Tuesday, January 14, 2014

Vogue 1378 or my "Next Generation" pants

This is the closest I will ever get to a Star Fleet uniform, and I love them! They were fun and easy to sew, and fit me perfectly without any alterations whatsoever. 
Vogue 1378, view B
I do not have the proportions that are flattered by wearing leggings or skinny jeans, but the flare at the hem gave me hope that this style would work for me, and I'm generally satisfied with the result.
Need to adjust my camera -- not sure why it's so grainy.
Unfortunately, the pictures are all rather grainy, and the black fabric doesn't help show the fun details.  Outdoor photos would be better, but the weather hasn't been cooperative.
Opening on outside of leg results in a bit of a flare.
Top stitching detail is even more pronounced here.
These slacks can be dressed up or worn with a casual top (I'm wearing it with a long sleeved yoga pullover & moccasins today, all super comfortable).  I will definitely make at least one more pair, maybe six.  
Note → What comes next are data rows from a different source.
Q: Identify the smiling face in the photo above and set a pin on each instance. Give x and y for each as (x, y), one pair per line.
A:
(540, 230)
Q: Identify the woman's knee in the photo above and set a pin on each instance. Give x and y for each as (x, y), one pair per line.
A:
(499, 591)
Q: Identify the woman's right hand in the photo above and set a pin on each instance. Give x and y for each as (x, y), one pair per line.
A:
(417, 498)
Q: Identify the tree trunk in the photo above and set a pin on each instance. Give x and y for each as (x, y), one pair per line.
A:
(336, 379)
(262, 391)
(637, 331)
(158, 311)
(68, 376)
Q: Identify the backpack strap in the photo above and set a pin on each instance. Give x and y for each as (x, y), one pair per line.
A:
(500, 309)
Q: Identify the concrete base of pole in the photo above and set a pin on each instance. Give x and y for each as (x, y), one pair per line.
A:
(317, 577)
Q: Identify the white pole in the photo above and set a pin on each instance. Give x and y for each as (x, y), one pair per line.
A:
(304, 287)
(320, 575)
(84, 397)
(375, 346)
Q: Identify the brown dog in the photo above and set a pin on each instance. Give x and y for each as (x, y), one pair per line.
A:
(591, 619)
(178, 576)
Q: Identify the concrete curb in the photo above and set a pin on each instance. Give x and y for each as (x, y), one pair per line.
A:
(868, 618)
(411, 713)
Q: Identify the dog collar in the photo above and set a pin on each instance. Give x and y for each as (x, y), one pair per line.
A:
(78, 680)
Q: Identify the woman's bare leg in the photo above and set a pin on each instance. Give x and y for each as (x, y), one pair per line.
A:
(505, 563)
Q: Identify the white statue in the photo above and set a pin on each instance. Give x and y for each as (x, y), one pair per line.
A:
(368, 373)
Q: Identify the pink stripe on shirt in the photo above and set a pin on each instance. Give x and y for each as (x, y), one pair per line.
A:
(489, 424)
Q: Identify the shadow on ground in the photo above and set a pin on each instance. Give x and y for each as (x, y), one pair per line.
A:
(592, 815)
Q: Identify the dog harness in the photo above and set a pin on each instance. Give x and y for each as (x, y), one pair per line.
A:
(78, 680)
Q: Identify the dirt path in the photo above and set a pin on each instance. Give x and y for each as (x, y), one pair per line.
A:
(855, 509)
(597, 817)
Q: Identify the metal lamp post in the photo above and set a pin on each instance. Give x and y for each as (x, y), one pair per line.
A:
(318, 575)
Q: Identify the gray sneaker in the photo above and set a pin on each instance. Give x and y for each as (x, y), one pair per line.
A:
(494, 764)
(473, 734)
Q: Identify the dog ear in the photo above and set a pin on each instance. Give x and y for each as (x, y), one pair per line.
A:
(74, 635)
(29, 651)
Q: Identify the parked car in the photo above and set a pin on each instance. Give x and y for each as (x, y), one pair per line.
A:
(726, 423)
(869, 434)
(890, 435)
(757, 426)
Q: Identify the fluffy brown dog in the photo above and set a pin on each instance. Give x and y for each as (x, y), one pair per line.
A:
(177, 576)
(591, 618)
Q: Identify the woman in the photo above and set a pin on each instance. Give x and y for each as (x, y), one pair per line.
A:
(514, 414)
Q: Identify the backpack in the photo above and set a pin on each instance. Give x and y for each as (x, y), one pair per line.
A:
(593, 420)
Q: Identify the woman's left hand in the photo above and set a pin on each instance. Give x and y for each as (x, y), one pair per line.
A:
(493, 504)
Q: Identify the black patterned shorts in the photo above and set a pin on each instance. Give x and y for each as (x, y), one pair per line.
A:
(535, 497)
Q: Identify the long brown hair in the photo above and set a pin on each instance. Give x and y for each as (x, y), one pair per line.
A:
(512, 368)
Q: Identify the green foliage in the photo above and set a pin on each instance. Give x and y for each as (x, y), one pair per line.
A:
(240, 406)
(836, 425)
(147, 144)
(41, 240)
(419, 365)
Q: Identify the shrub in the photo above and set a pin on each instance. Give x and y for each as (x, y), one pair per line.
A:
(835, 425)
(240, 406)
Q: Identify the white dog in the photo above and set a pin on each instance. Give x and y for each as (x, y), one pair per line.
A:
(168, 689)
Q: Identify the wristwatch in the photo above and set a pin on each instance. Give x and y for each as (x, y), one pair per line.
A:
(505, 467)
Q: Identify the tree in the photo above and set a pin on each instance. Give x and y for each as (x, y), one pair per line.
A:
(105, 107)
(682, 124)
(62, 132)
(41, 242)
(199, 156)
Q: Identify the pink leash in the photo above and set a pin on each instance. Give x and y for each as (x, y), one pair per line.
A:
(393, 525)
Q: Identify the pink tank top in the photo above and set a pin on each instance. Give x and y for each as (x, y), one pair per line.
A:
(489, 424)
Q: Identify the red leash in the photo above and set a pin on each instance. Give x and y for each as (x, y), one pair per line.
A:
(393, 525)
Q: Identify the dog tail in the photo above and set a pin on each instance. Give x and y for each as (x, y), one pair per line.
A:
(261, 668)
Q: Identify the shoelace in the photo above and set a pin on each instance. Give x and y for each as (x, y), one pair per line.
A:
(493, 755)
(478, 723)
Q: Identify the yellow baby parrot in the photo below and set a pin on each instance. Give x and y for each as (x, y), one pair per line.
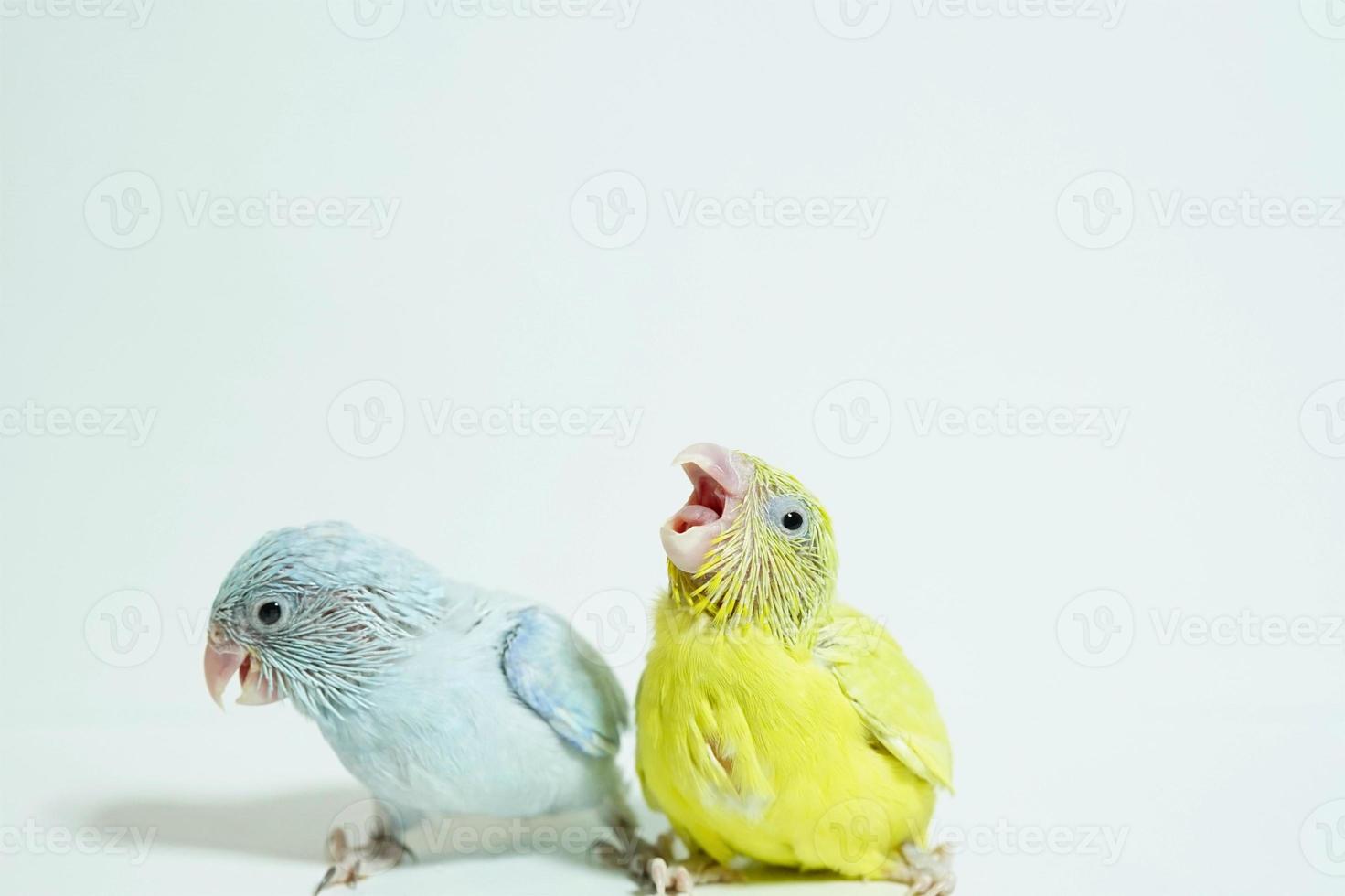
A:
(775, 725)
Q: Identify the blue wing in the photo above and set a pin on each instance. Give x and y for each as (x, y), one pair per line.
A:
(565, 681)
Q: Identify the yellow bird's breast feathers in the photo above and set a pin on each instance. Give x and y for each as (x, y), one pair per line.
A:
(783, 753)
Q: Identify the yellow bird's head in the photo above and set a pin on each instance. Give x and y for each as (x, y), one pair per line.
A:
(751, 544)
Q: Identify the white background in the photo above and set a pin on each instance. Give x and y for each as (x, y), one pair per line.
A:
(1215, 763)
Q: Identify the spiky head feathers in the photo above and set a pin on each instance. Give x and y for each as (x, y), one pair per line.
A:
(316, 613)
(751, 545)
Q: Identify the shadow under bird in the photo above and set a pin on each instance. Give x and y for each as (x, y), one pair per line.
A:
(444, 699)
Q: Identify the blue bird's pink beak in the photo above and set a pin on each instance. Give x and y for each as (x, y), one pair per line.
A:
(222, 661)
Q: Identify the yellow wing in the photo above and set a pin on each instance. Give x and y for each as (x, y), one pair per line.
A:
(888, 693)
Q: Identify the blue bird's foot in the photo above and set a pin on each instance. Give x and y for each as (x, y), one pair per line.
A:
(351, 865)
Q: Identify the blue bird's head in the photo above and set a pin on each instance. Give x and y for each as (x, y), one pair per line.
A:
(314, 613)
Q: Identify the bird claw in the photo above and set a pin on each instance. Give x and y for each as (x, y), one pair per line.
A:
(925, 873)
(351, 865)
(668, 880)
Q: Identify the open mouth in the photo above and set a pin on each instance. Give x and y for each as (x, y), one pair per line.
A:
(716, 493)
(220, 665)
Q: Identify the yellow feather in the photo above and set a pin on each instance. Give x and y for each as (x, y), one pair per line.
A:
(777, 725)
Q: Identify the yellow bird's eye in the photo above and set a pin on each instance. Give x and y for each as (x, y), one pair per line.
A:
(788, 514)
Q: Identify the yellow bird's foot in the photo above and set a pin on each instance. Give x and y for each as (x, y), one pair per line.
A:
(924, 873)
(684, 878)
(351, 865)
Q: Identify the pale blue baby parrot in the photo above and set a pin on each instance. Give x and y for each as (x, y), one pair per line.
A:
(440, 697)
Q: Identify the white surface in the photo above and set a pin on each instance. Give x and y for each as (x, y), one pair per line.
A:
(1210, 759)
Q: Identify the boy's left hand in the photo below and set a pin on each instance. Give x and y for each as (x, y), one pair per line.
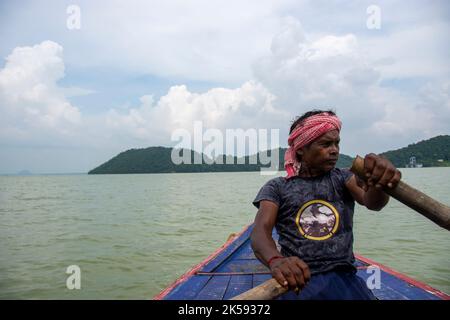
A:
(380, 172)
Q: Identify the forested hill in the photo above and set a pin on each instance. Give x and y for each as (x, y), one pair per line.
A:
(158, 160)
(432, 152)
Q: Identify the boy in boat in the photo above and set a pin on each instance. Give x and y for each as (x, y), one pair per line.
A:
(312, 209)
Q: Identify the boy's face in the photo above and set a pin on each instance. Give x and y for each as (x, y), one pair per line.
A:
(322, 154)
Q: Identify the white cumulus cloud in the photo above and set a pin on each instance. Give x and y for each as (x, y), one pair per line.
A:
(31, 101)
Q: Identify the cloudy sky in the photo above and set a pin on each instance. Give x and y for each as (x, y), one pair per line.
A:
(127, 74)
I used a heavy ponte (poly/rayon/spandex) from Hancock's that comes only in black.  The weight is perfect, and it seems to have more stretch than the ponte fabric in other colors.  I would love to find it in chocolate brown or charcoal or maybe even an olive drab.  No need for a serger, although the two seams that were not lapped, I sewed with a slight zig-zag.

My only gripe with the pattern is that there were no measurements for the finished garment, and no markings for where body landmarks were expected to fall (other than the 1" below waist at the top).  I spent more time fiddling with the tissue, trying to figure out what size to make than I actually spent sewing them.  I finally gave up, and went with Shams' method of going down two sizes from what Vogue's size chart indicated for my body measurements.  I think it worked out fine for me -- any larger, and the pants would bag.  However, if the fabric had any less stretch, I may have to increase some areas.
My attempt to estimate the measurements failed...lucky for me, the pants fit perfectly.

Since there are no side seams, I was worried about how I would handle it if they did not fit.  Luckily, I didn't have to worry about alterations, other than making the elastic at the waist a few inches shorter.  I cut 2" off the bottom when I hemmed, as the pants were a bit to long for my 5'5" frame (I rarely wear heels).

Lapped & Top stitched Seams
















Trimming the seam edges gave me some grief.  Nearly ever seam is lapped, and top stitched at least twice per seam, then fabric is trimmed close to the stitching.  My hand was just not steady enough to cut perfectly, but the black hides most of those issues.  The crazy piecing ends up making some nice design lines in the finished product.
One leg stitched and trimmed before sewing the inseam.